John Gardner

me! ^⤴

Hi, I'm John, a researcher and engineer with broad ML and scientific interests. I specialise in applying graph neural networks (GNNs) to systems of atoms, and in particular the development of machine-learned force fields (MLFFs).

I'm currently interning at Valence Labs in London, where I'm working on generative modelling for drug discovery. Previously, I was an ML Research Intern in Microsoft Research's AI for Science team in Amsterdam, where I investigated multi-fidelity training for MLFFs.

During my PhD (2021-2026), supervised by Prof. Volker Deringer at the University of Oxford, my research has focused on using synthetic data to pre-/train MLFFs, and to use this approach to distill foundation models for targeted domains. I've also developed a new, open-source framework for training MLFFs: graph-pes

You can find me on LinkedIn, X / Twitter, GitHub, and Scholar.

Code

I have extensive professional experience developing software in Python (coupled with PyTorch, numpy etc.), Java and C++. I am an eager proponent of open science, and ensure that all code and data supporting my research is freely available on GitHub.

Packages that I have written include:

graph-pes : a framework for defining, training and using graph-based models of the potential energy surface (i.e. MLFFs). Features I'm especially proud of include distributed training, a pair-style for LAMMPS, fine-tuning capabilities for many foundation models, and independent re-implementations of many popular MLFF architectures, such as MACE, TensorNet, NequIP, and PaiNN.
load-atoms : a package for downloading, inspecting and manipulating large datasets of atomic structures in a vectorised and efficient manner.
augment-atoms : a tool for augmenting datasets of atomic configurations via a model-driven, GPU-accelerated, rattle-relax-repeat procedure.

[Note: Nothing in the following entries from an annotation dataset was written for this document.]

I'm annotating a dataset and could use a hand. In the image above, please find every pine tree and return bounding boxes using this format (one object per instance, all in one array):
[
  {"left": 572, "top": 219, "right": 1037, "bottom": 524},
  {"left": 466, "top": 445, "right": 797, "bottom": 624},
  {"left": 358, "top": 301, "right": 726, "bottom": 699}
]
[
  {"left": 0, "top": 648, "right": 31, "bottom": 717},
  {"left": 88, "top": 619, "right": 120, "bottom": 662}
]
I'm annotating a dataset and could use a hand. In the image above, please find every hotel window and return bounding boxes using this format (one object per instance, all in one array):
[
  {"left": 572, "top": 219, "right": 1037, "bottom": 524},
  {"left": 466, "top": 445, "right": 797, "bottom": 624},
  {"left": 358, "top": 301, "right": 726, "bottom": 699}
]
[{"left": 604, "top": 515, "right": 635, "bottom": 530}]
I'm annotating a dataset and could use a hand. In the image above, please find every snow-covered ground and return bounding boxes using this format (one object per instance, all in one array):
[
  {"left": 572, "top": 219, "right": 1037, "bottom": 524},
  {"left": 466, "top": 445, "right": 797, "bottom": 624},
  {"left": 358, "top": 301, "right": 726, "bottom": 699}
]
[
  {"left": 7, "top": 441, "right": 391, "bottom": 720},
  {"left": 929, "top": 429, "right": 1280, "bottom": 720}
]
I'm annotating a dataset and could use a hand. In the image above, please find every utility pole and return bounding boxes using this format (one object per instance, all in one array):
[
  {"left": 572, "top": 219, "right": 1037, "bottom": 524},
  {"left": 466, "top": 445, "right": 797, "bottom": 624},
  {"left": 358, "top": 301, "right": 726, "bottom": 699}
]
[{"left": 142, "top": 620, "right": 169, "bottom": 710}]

Aside from code with an obvious ML research focus, I also enjoy playing around with code for fun. Examples include:

digital-experiments : a lightweight wrapper to keep track of input, output, code and metadata for digital experiments.
data2objects : a language and parser to configure arbitrary python objects from yaml files.
locache : a single-file, 0-dependency utility package for caching the results of deterministic and pure function calls to disk
this webpage!
make-a-gif : a (very simple) tool for creating GIFs using matplotlib (inlcuding silly ones like this)

Publications

Below, I (try to) group my publications into common themes:

Multi-fidelity training

The research I undertook while interning at Microsoft Research, AI for Science. We performed a rigorous set of experiments to better understand the mechanisms by which popular multi-fidelity training methods (pre-train/fine-tune and multi-head) lead to improved model performance. Among many findings, we discovered that models learn fidelity specific internal representations: while these are somewhat transferable to other fidelities, care must be taken to ensure that this does not adversely affect model performance.

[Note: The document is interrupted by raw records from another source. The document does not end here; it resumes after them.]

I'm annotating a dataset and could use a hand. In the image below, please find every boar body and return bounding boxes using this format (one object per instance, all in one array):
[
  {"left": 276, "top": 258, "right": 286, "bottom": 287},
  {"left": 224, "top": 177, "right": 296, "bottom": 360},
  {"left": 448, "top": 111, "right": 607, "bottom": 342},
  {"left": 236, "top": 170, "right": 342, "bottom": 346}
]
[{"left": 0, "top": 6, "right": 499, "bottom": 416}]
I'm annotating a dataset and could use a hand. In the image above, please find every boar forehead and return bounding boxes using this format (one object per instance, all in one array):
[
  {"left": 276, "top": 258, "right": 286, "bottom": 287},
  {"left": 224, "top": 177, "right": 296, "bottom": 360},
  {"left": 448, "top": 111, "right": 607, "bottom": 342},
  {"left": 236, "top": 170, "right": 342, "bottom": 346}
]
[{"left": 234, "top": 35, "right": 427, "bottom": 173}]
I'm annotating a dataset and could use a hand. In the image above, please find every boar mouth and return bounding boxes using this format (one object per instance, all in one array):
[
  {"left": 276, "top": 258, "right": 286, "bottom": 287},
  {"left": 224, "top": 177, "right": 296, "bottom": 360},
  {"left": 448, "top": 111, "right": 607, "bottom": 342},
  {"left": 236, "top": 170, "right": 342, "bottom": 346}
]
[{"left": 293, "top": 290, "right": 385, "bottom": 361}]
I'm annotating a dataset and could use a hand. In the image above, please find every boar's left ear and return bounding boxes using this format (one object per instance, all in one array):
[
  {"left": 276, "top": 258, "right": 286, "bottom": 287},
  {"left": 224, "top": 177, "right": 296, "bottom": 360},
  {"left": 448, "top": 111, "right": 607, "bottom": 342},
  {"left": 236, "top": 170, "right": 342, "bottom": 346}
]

Understanding multi-fidelity training of machine-learned force-fields

J. Gardner, H. Schulz, J. Helie, L. Sun, G. Simm
arXiv 2025
Pre-print

Synthetic data

The main thrust of my PhD research to date: in this trio of papers, I show that (i) synthetic data are useful in atomistic ML, (ii) pre-training on synthetic data can lead to more accurate and robust MLFFs, and (iii) synthetic data can be used to distill foundation models for targeted domains in an architecture-agnostic manner.

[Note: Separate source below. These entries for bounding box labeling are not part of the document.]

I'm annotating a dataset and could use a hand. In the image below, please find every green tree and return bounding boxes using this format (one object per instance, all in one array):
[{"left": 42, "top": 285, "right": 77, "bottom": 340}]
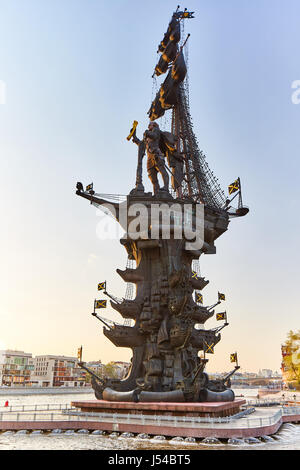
[{"left": 282, "top": 330, "right": 300, "bottom": 389}]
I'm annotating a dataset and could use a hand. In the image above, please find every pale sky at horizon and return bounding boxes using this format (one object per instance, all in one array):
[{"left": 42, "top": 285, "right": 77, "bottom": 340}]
[{"left": 0, "top": 0, "right": 300, "bottom": 371}]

Synthetic data enable experiments in atomistic machine learning

J. Gardner, Z. Faure Beaulieu and V. Deringer
Digital Discovery 2023
Paper, Pre-print, and Code

Synthetic pre-training for neural-network interatomic potentials

J. Gardner, K. Baker and V. Deringer
Machine Learning: Science and Technology 2024
Paper, Pre-print, and Code

Distillation of atomistic foundation models across architectures and chemical domains

J. Gardner, D. Thomas du Toit, C. Ben Mahmoud, Z. Faure Beaulieu, V. Juraskova, L. Rosset, F. Duarte, F. Martelli, C. Pickard and V. Deringer
arXiv 2025
Pre-print, and Code

MLFF validation

We presented early work showing how important validation-beyond-error-metrics is, and showcase several extended validation methods.

How to validate machine-learned interatomic potentials

J. Morrow, J. Gardner and V. Deringer
Journal of Chemical Physics 2023
Paper, Pre-print, and Code

The importance of data

In these two papers, we show how important the data you train your MLFFs on are, and present a new package, autoplex, for automatically creating high-quality datasets via random structure searching (RSS).

Data as the next challenge in atomistic machine learning

C. Ben Mahmoud, J. Gardner and V. Deringer
Nature Computational Science 2024
Paper

An automated framework for exploring and learning potential-energy surfaces

Y. Liu, J. Morrow, C. Ertural, N. Fragapane, J. Gardner, A. Naik, Y. Zhou, J. George and V Deringer
arXiv 2024
Pre-print

Miscellaneous

A few other works that don't fit into such an obvious theme.

Assessing zero-shot generalisation behaviour in graph-neural-network interatomic potentials

C. Ben Mahmoud, Z. El-Machachi, K. A. Gierczak, J. Gardner and V. Deringer
arXiv 2025
Pre-print

Coarse-grained versus fully atomistic machine learning for zeolitic imidazolate frameworks

Z. Faure Beaulieu, T. Nicholas, J. Gardner, A. Goodwin and V. Deringer
Chemical Communications 2023
Paper, and Pre-print

Using spectroscopy to probe relaxation, decoherence, and localization of photoexcited states in π-conjugated polymers

W. Barford, J. Gardner, and J. R. Mannouch
Faraday Discussions 2020
Paper

Experience

In reverse chronological order, I have worked at:

Valence Labs (2025) as an ML Research Intern under Prudencio Tossou.
Microsoft research (2024) as an ML Research Intern under Gregor Simm.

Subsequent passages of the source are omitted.